So I imagine that what I want to be done here will be quite simple for anyone with the appropriate skills.
I have roughly 4000+ .md files that I use in two different applications. One application accepts the file name as the note title, while the other requires the first line to be the title.
So, enter the challenge. I am looking to prepend the filename to the first line of each text file. I imagine this could be quite easy using the terminal, but I am not quite sure. I thought I could do this in ios Shortcuts, but the only way I know how to do this is by using the split text action, but in iOS 14 (yes, yes, yes - I know, beta, beta, beta - otherwise it is working quite nicely) the action is not functional.
Any ideas?? I have quite a collection of software utilities that could possibly do it on macOS, but I imagine a quick terminal command could take care of it.
I think I may have something wrong/installed that might cause and issue. I think I have seen this before. Outside of stock I have home brew installed. Though my experience with these tools is limited.
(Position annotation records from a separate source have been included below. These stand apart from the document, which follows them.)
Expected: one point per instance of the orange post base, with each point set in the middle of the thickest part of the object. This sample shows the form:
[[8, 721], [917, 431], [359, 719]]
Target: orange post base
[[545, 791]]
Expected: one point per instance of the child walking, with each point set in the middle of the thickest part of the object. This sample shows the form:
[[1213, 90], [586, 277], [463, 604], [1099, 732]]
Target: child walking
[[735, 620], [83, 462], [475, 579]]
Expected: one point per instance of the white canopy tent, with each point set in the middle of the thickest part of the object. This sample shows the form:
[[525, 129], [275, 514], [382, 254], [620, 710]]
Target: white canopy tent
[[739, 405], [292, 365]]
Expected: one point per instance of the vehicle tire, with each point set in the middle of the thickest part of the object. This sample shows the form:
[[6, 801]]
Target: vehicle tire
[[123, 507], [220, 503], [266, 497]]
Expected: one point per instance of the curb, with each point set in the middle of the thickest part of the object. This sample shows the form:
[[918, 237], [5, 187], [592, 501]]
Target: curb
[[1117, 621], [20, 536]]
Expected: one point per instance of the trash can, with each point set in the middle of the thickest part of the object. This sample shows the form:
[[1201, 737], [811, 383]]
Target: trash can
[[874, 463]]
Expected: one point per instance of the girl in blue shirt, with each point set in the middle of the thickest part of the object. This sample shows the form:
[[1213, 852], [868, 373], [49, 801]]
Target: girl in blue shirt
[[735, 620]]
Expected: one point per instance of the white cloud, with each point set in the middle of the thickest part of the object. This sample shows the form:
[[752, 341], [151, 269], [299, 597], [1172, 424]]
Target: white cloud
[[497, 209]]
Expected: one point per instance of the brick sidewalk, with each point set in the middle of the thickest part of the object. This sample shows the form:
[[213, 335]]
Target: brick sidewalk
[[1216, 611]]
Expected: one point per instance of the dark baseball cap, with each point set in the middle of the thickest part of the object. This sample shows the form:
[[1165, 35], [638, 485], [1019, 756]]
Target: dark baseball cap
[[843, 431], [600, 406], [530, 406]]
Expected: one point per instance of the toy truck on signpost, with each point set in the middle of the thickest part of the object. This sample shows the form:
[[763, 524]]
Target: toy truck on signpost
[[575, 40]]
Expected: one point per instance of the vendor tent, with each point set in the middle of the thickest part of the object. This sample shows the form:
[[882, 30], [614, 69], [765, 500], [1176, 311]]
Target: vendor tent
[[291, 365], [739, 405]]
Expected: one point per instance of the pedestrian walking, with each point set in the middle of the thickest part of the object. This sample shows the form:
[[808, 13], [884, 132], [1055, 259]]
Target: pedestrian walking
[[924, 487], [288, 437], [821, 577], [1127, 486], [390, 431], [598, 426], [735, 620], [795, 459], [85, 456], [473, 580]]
You can also try within the directory with all of the markdown files creating a file prepend.sh
with the contents:
#!/bin/bash
# For every markdown file
for filename in *.md; do
echo "$filename" > "$filename.tmp"; # echo (print) the filename in to a new file filename.tmp
cat "$filename" >> "$filename.tmp"; # cat (print contents of a file) the filename’s file contents in to filename.tmp in append mode (>>)
mv "$filename.tmp" "$filename"; # mv (move) filename.tmp to overwrite filename
done
And to run sh prepend.sh
Otherwise, maybe try reinstalling bash with homebrew or installing zsh and attempting it in a zsh shell.
The script looks like it should do the job, so a few questions if I may?
Does it update any files at all?
Are all of the files in the same,single directory?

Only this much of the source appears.